Na minha infância (anos 60) a oferta a que tinha acesso era outra: as colecções de cromos, que se colavam numa "caderneta" provida de quadradinhos com legenda, e que eram publicados e vendidos em envelopes de quatro; saiam sempre muitos repetidos, as expressões "falta" e "já há" permitiam a troca entre amigos ou vizinhos coleccionadores. Nasciam assim "redes sociais", ah ah, no fim do século passado. Não eram virtuais - eram físicas: na escola, no elétrico, no quiosque, na rua ou no pátio das traseiras.
Tenho ainda duas dessas, Maravilhas do Mundo e Maravilhas da Natureza. Os antepassados dos actuais 'best of' 'travel destinations'. É curioso notar que 1º - já pecavam por muito maus textos, informações erradas ou deturpadas, como agora; e 2º - tinham contudo uma preocupação puramente cultural, não havia entre essas Maravilhas tascas, nem bares ou lojecas, nem sequer indicavam hotéis. E muito menos se eram gay-friendly. "Bons tempos".
A Agência Portuguesa de Revistas (1948-1987) tinha mais de 50 publicações, desde boa Banda Desenhada a revistas fúteis; e publicava as colecções de cromos, muitas delas adaptadas de edições da espanhola Bruguera, que viria a associar-se à concorrente Editorial Ibis. A partir de 1957 é esta associação Bruguera /Ibis que publicará os cromos:
História Natural, Enciclopedia Cultura, Navios e Navegadores, Bandeiras. Raças Humanas (ah, 'raças' !...), e sobretudo estas Maravilhas do Mundo, Álbum I e II. Actualmente só há cromos de futebol.

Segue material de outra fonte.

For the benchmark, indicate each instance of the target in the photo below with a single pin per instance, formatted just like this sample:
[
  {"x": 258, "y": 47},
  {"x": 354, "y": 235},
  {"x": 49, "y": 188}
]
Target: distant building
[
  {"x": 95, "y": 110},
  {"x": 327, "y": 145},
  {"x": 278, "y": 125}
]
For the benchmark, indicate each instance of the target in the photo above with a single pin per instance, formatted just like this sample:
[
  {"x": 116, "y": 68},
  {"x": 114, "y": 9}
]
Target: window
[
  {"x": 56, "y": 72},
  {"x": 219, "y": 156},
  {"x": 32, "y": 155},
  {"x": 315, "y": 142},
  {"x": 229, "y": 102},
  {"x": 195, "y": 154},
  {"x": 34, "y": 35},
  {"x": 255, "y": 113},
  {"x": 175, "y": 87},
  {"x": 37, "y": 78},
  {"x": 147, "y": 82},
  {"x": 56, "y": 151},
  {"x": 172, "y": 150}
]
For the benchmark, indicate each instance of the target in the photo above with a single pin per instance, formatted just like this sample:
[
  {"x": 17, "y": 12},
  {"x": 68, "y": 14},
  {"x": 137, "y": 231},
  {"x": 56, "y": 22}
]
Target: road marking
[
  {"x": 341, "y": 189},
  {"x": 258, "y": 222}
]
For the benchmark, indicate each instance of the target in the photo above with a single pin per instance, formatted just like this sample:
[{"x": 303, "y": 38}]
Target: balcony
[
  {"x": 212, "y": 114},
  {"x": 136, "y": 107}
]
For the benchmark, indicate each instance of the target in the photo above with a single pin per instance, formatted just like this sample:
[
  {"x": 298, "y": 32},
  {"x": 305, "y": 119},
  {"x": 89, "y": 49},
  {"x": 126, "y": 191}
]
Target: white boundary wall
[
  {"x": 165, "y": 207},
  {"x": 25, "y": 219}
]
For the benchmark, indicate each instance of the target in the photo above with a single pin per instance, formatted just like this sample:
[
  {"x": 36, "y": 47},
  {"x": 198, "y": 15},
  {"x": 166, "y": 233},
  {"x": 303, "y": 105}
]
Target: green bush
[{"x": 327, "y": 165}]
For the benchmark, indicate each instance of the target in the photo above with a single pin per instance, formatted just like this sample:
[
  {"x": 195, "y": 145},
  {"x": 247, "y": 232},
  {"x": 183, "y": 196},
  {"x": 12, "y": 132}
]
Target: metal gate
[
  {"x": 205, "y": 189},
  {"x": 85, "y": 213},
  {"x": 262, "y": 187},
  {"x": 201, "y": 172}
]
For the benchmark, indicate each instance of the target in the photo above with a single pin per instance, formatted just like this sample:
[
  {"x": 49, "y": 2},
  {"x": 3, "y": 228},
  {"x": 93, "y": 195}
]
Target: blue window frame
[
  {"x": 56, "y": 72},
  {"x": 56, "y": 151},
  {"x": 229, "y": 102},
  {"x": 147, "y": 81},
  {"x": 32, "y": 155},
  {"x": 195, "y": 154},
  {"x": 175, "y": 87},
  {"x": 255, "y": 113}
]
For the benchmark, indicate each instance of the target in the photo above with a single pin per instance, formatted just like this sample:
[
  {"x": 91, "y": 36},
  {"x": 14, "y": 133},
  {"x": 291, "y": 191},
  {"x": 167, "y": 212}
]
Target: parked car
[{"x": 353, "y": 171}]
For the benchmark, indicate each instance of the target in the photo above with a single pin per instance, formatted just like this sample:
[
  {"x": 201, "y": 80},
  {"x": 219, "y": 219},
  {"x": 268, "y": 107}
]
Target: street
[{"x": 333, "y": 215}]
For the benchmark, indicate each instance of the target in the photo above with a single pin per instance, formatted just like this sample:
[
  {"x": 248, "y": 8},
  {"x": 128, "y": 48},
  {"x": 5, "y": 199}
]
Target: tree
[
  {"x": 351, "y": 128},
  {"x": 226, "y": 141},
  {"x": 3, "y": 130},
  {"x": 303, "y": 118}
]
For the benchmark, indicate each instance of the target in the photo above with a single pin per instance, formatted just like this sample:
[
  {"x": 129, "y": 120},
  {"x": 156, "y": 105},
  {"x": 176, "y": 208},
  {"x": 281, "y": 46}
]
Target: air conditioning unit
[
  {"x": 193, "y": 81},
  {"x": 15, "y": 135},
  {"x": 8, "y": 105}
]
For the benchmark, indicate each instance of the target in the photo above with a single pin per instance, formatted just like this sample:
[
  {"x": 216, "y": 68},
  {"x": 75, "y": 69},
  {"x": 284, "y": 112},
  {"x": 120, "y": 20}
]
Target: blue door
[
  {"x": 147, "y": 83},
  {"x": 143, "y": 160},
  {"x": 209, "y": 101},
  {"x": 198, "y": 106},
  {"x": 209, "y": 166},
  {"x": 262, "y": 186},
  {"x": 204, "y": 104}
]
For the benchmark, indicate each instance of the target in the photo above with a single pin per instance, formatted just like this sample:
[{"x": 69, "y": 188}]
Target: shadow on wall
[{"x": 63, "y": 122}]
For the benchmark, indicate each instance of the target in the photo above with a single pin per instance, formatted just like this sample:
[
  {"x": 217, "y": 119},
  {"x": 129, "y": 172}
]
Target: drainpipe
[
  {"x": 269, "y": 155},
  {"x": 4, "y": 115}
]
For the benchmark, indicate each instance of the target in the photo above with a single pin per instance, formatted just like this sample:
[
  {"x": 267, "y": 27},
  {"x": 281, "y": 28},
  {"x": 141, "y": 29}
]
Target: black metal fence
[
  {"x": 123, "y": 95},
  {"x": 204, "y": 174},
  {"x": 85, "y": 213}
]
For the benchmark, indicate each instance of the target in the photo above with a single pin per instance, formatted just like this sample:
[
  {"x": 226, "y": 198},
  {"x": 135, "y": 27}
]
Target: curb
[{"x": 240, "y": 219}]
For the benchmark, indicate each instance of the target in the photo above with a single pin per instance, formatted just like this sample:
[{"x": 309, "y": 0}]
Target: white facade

Intrigava-me esta Cabeça da Velha na Serra da Estrela; parecia demasiado figurativa, só a mão humana podia ter produzido uma escultura assim.
Até que descobri que o calhau, na verdade, não passava disto:
Foi um grande choque e desilusão para os meus treze ou catorze anos. Que vigarice! E se o resto fosse tudo mentira também ? O que aconteceu (sei hoje) é que o editor português, face à inexistência de qualquer maravilha portuguesa na edição espanhola, resolveu inchado de patriotismo substituir alguns cromos por imagens de Portugal. E assim foi o Ilha da Madeira, a Cabeça da Velha e o Vale das Furnas. Todos horrivelmente falseados em forma e em cores.
Afinal foram poucas as maravilhas do álbum que visitei. Fui, por exemplo, ao Eisriesenwelt na Áustria: nenhuma semelhança com isto:
Afinal, uma infindável escadaria permite a visita, e é antes assim:
Ah, sonhos de criança desfeitos.
Valeu pelo estímulo, enfim, e pelas horas a devanear.
Fui aos fiordes noruegueses e ao Cabo Norte, ao Monte Cervino e a Montserrat, ao Lago Bled e às Sete Irmãs de Geiranger, à Costa Brava de Gerona e ao Lago Uri, parte do Lago dos Quatro Cantões. Estes destinos, foi o álbum que os sugeriu, e por isso o relembro.